Le gouvernement français a souhaité que l'Union européenne s'engage dans la voie de la rénovation et surtout qu'elle s'y engage dans des conditions favorables. Lorsque j'ai pris mes fonctions, il y a dix-huit mois, la pérennité de la Convention de Lomé était remise en cause par certains gouvernements ou experts. Les discussions autour du très utile "livre vert" de la Commission avaient donné la mesure des interrogations de certains de nos partenaires sur la pertinence d'une relation spécifique. Il est vrai que la Convention de Lomé n'a pas été en mesure de remplir tous ses objectifs. Elle n'a pas su en particulier éviter une marginalisation accrue de nombreux pays ACP. Elle n'a pas réussi non plus à lever les doutes sur l'efficacité de l'aide européenne lestée par la lourdeur et la rigidité de son cadre contractuel.
Le gouvernement français n'a pas été le seul, bien entendu, a souhaité un renouvellement de la Convention de Lomé. Le Parlement européen a joué lui aussi un rôle déterminant, Michel Rocard vous en parlera dans un instant.

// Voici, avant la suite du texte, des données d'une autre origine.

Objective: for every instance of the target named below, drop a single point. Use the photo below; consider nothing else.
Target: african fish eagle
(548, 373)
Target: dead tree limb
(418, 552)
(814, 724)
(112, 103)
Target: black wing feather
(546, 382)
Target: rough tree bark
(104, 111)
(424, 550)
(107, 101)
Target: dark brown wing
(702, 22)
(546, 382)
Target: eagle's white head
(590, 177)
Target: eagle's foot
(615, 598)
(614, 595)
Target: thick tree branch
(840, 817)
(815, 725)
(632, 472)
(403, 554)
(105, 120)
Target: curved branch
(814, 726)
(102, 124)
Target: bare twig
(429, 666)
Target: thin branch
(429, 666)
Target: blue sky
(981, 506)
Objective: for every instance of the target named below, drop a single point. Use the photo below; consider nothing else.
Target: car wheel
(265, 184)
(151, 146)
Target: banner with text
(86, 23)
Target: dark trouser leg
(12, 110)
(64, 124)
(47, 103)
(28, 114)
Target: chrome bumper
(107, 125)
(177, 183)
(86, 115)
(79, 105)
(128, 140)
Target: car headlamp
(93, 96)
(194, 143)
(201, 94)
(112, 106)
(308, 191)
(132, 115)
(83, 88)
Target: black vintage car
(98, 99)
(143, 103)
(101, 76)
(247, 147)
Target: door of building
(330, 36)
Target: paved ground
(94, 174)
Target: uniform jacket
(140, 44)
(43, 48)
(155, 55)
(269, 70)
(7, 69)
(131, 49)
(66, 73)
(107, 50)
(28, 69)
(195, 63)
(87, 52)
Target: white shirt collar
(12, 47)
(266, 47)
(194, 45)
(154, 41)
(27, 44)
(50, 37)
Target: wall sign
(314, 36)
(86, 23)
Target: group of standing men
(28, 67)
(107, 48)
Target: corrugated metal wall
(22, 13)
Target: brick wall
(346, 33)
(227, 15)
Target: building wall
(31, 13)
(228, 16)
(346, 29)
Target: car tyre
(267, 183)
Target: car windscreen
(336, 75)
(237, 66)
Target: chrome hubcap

Mais ce sont aussi en France des associations, des ONG, des chercheurs qui se sont mobilisés (à la suite de débats de grande qualité) pour conclure au maintien nécessaire d'une convention entre l'Union européenne et les ACP.
C'est sur ce thème que je souhaiterai développer mon intervention : pourquoi la France a-t-elle fait le choix de proposer à ses partenaires de maintenir une convention ; comment concevons nous, avec nos partenaires européens, notre dialogue avec les pays ACP ?
1 - Ma première réponse sera en forme de constat. La Convention de Lomé trouve ses fondements dans notre histoire, dans notre géographie mais aussi dans les valeurs de solidarité communes à l'Europe.
1) C'est d'une certaine manière l'héritage de l'histoire qui a conduit aux conventions de Yaoundé puis de Lomé, principal instrument de coopération au développement de la Communauté depuis 1963.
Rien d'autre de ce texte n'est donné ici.